Quand’anche occorre chiamare in causa la tossicologia, che può spiegarci più adeguatamente gli effetti provocati sul cervello da certe sostanze, il cui uso è diffuso ad ogni livello sociale assai più di quanto si creda. Ma se certe droghe arrivano a togliere ogni inibizione, a dare una sorta di delirio di potenza, sembra il caso di considerare un’altra componente, cioè quella che in psicologia si chiama “transfert”.
Uccidere la tua icona
Nel caso dell’uccisione di Luca, sembra si voglia distruggere l’altro per distruggere se stesso, il te stesso che non ti piace, che in fondo odi da sempre e che vuoi sopprimere: ti trasformi così in aguzzino di una “forma” che riveste ciò che hai dentro e che inconsciamente rifiuti, ciò che origina dal tuo incolpevole dna o che semplicemente ti sei andato costruendo per vivere in tutta libertà nell’appariscenza del vivere, specie quando a favorirti è il portafoglio pieno che ti dà forza e ti assolve da ogni mancanza di scrupoli morali. Ma poi ti accorgi – senza averne coscienza – che quanto sei andato costruendo della tua vita non va bene. E la droga porta alla luce quel qualcosa che non ha funzionato per il suo verso. Infierire sull’ospite di una nottata e vederlo morire lentamente significa ripercorrere le fasi di quel tuo disfacimento. Quel ragazzo, che di nascosto della sua fidanzata ogni tanto si metteva i tacchi a spillo per racimolare qualche centone, andava eliminato, cancellato dalla faccia del globo come l’icona di te stesso.

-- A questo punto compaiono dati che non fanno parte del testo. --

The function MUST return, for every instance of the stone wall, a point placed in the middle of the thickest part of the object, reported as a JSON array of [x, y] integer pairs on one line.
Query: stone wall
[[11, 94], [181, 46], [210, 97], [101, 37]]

Si tratta solo di interpretazioni in chiave psicologica che non debbono però giustificare in alcun modo quanto di orrendo si è compiuto sul corpo del povero ragazzo e che – se fossimo giurati nel processo che ne seguirà – non esiteremmo a puntare il “pollice verso” per una punizione esemplare a carico dei due responsabili.
Ci siamo sempre sentiti favorevoli alla rieducazione alternativa di quanti delinquono, perché crediamo fermamente in quella parte migliore dell’uomo, in quel cavallo bianco che ci permette di riemergere dalle miserie. Ma la malvagità è un mostro che si abbarbica nel più profondo dell’uomo. Sconti di pena, indulti, amnistie servono troppo spesso a svuotare le carceri superaffollate e a rimettere in circolazione individui tarati nel cervello e nel midollo delle ossa, individui che, una volta liberi, incorrono nuovamente in quella che si chiama “coazione a ripetere”.
Il cervello arcaico
Rita Levi Montalcini, nelle sue ricerche sulle fibre nervose del cervello, riuscì a scoprire una “proteina”, quel “Nerve Grouth Factor” (Fattore di Crescita Nervoso), che le valse il Nobel nel 1986. La scienziata sperava col tempo di poter aiutare l’uomo a controllare quel suo secondo cervello “arcaico”, che da sempre prevale sul cervello più giovane, il “cognitivo”, che risiede nella neo-corteccia cerebrale. I suoi studi costituiscono la prima importante pietra per ulteriori augurabili ricerche per il controllo sulla prepotente parte emotiva che da ,sempre è causa di tante deflagrazioni sociali. Un eventuale successo di questi studi “sarebbe un grande traguardo per l’umanità”, ebbe a dire la stessa Montalcini.
E ci piace ripetere un suo pensiero, divenuto un noto aforisma: “ Il cervello arcaico ha salvato l’australopiteco, ma porterà l’homo sapiens all’estinzione”.